The US yield curve inversion deepened on Tuesday to levels not seen since 2007, rekindling fears of a looming recession that spurred a sell-off on Wall Street and stoked even more safe-haven demand for government bonds, Reuters reports.
“As the curve inverts further, it has inspired more long-end buying,” Mike Lorizio, head of Treasuries trading at Manulife Asset Management in Boston, told Reuters.
The yield curve often inverts prior to a US recession.
The Treasury Department sold its latest two-year, fixed-rate note supply at a yield of 1.516 percent, which was the lowest at an auction of this maturity since September 2017.
On the open market, 10-year Treasury yields stood at 1.488 percent, down 5.60 basis points on the day. They reached a three-year low of 1.443 percent on Monday.

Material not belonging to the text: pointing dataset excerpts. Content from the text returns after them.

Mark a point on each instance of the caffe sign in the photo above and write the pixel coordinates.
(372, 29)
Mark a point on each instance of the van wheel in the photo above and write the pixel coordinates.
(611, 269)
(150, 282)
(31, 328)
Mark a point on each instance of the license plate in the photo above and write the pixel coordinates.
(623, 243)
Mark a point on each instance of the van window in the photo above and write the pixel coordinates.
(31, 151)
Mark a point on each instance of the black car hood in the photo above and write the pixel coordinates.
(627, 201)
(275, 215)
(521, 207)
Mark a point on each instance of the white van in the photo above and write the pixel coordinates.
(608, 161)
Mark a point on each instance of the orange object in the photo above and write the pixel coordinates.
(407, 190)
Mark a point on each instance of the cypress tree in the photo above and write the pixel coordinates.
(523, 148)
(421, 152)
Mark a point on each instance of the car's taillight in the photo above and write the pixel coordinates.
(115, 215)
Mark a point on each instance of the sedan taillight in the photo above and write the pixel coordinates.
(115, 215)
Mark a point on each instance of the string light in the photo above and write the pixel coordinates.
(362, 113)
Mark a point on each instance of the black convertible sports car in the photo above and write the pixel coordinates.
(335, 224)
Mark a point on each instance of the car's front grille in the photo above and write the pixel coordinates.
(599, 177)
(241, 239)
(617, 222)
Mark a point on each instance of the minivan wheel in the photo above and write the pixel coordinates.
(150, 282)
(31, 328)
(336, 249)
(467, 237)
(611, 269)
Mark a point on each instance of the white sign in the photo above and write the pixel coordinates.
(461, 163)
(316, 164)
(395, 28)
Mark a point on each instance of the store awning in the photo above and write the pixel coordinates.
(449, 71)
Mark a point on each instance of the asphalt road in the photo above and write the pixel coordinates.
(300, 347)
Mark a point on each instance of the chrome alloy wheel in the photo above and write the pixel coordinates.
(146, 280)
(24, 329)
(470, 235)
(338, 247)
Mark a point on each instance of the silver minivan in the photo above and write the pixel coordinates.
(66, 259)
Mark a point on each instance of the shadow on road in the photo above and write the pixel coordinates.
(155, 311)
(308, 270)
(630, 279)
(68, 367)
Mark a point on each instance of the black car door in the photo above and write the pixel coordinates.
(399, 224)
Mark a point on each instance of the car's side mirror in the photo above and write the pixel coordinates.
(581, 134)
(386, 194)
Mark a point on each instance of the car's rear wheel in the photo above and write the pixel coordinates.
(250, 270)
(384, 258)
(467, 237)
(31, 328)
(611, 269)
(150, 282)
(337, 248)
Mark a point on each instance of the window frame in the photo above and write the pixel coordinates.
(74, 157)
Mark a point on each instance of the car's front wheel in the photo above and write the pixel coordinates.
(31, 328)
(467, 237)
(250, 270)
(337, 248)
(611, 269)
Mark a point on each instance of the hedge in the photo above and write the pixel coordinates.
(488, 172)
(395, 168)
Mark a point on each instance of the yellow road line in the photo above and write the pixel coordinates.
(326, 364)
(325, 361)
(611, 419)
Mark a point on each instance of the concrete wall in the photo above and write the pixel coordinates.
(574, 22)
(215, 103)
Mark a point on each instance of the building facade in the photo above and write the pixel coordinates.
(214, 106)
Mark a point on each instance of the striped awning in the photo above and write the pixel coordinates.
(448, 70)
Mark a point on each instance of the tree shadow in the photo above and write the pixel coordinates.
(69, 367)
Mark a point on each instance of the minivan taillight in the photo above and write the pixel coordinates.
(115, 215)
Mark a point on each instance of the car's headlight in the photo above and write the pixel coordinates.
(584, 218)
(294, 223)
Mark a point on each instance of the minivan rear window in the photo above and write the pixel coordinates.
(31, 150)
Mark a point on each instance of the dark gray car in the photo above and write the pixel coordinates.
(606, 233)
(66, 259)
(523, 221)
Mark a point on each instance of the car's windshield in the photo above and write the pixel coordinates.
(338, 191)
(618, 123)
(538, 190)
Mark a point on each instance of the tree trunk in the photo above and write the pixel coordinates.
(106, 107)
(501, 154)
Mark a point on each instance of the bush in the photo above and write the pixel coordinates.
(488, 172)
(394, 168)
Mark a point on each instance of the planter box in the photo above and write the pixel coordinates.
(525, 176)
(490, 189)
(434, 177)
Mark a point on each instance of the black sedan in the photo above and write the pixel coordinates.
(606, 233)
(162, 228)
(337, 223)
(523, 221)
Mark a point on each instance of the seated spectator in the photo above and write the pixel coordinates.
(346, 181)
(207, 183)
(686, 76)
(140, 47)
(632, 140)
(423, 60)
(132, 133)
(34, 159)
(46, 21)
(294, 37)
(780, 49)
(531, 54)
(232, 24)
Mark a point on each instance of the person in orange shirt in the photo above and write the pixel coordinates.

The yields on two-year notes were 1.531 percent, down 2.00 basis points. On Monday, they declined to 1.449 percent, the lowest since September 2017.
The spread on three-month T-bill rates over 10-year yields grew as wide as 52 basis points, a level not seen since March 2007, according to Refinitiv data.
The deepening curve inversion reflects investors’ nervousness about a recession and uncertainties over the trade conflict between China and the United States.
On the stock market, the Dow Jones Industrial Average closed down nearly 0.5 percent, while the S&P 500 index and the Nasdaq Composite shed more than 0.3 percent each.